Il a suffi d'à peine quatre mois pour que le cancer ronge complètement son corps, quatre mois durant lesquels les souffrances ont pris de plus en plus de place. Quatre mois remplis de mauvaises nouvelles et de déceptions, mais également quatre mois où le mot espoir a toujours été présent. Comment faire autrement lorsqu'on est à peine âgé de 26 ans, qu'on est follement amoureux et qu'on a la tête remplie de projets?

Jamais il n'a parlé une seule fois d'euthanasie, jamais il n'a voulu admettre que l'étape des soins palliatifs était arrivée. Il ne pouvait pas accepter les soins palliatifs parce que ça aurait voulu dire qu'il acceptait la mort de ses espoirs en même temps que la sienne, et c'est impossible quand on a 26 ans et qu'on est follement amoureux.

Un soir de février, alors que ses souffrances étaient devenues quasi insupportables, le médecin a prononcé les mots que personne ne voulait entendre, surtout pas lui. Il n'y avait plus aucun espoir.

Plus d'espoir signifiait soins palliatifs, et soins palliatifs voulait dire mourir dignement sans grandes souffrances pour lui, mais également pour sa famille qui s'apprêtait à l'accompagner.

Entre le verdict final prononcé par le médecin traitant et le moment de son grand départ, tout a été très vite; à peine 60 heures se sont écoulées! 60 heures, c'est vraiment peu, mais c'est aussi, paradoxalement, une éternité quand elles sont faites de douleurs, de respirations saccadées, de sursauts et d'attente du dernier souffle qui viendra enfin mettre un terme à ses souffrances et aux coups de couteau dans le coeur des membres de la famille.

Devant son supplice physique et psychologique, l'interdit a été demandé: peut-on SVP augmenter ses doses, lui donner un cocktail magique et mettre fin à ces scènes d'horreur inutiles?

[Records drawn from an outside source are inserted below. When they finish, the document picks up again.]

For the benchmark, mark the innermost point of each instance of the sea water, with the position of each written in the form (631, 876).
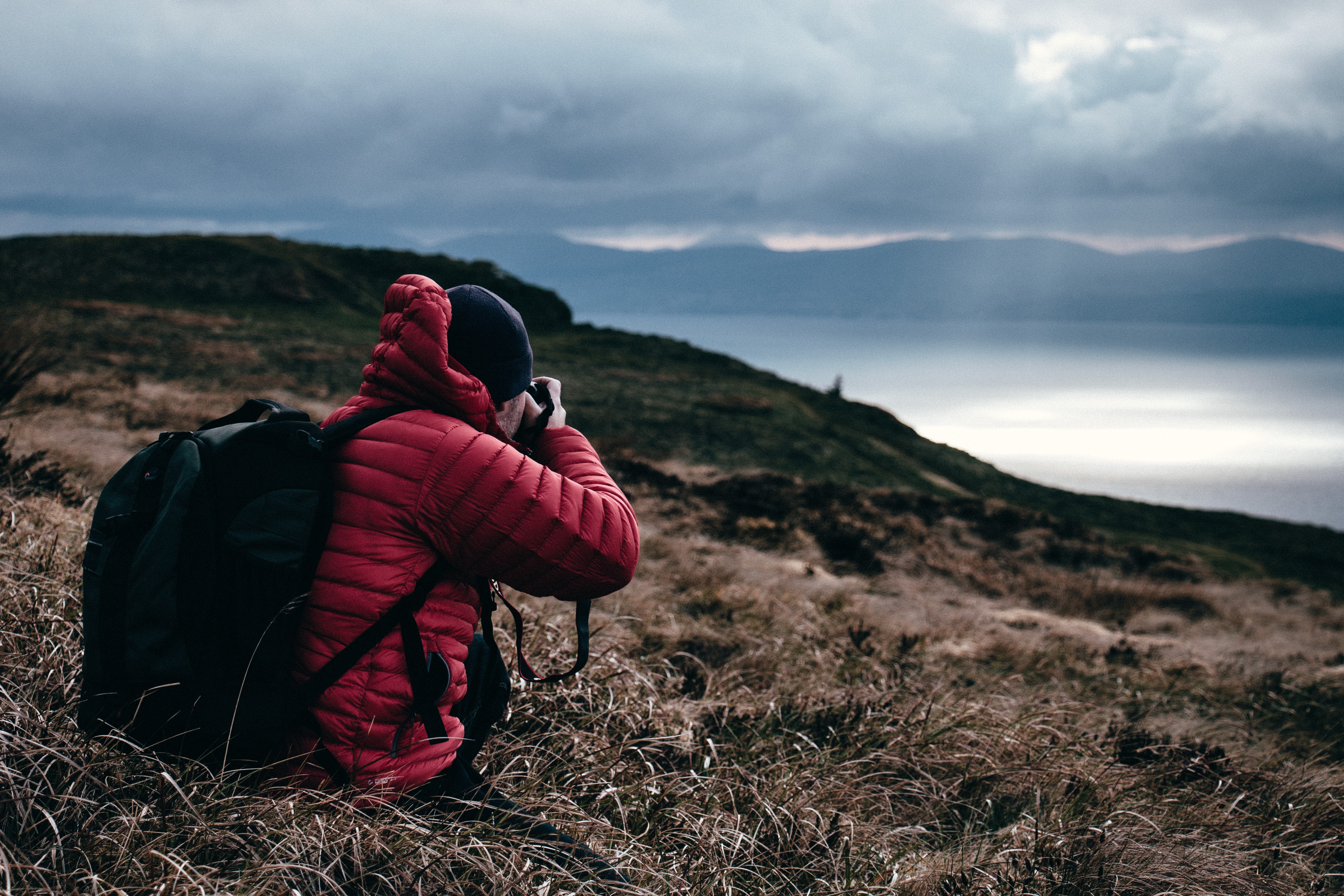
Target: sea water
(1242, 418)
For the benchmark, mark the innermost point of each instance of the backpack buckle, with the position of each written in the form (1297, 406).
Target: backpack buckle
(304, 442)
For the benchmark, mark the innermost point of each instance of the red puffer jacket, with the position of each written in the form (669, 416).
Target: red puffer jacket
(440, 483)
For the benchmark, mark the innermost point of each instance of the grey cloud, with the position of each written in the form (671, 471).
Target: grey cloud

La réponse est tombée comme une tonne de briques: on ne peut rien faire de plus, on ne peut pas déroger du protocole.

Ses dernières heures de vie furent abominables, lui qui avait pourtant eu une vie si riche, si intense en émotions. Une vie bien trop courte, mais remplie de passion. Comment accepter qu'elle se finisse de façon aussi indécente?

Sa famille aurait préféré un départ plus rapide, plus doux, plus serein, mais le personnel soignant en a décidé autrement.

Depuis ce triste jeudi de février, toutes les fois où j'entends le mot euthanasie, je me dis que la ligne est très mince entre les beaux principes et l'hypocrisie.

Je sais qu'il reste encore beaucoup de travail à faire avant d'établir les balises légales et les principes qui encadreront le droit à l'euthanasie, mais il ne faudra surtout pas oublier d'y inclure l'empathie, la compassion, le respect et le gros bon sens.

Mon ami est mort dans l'indignité de ses souffrances. Honte aux hypocrites!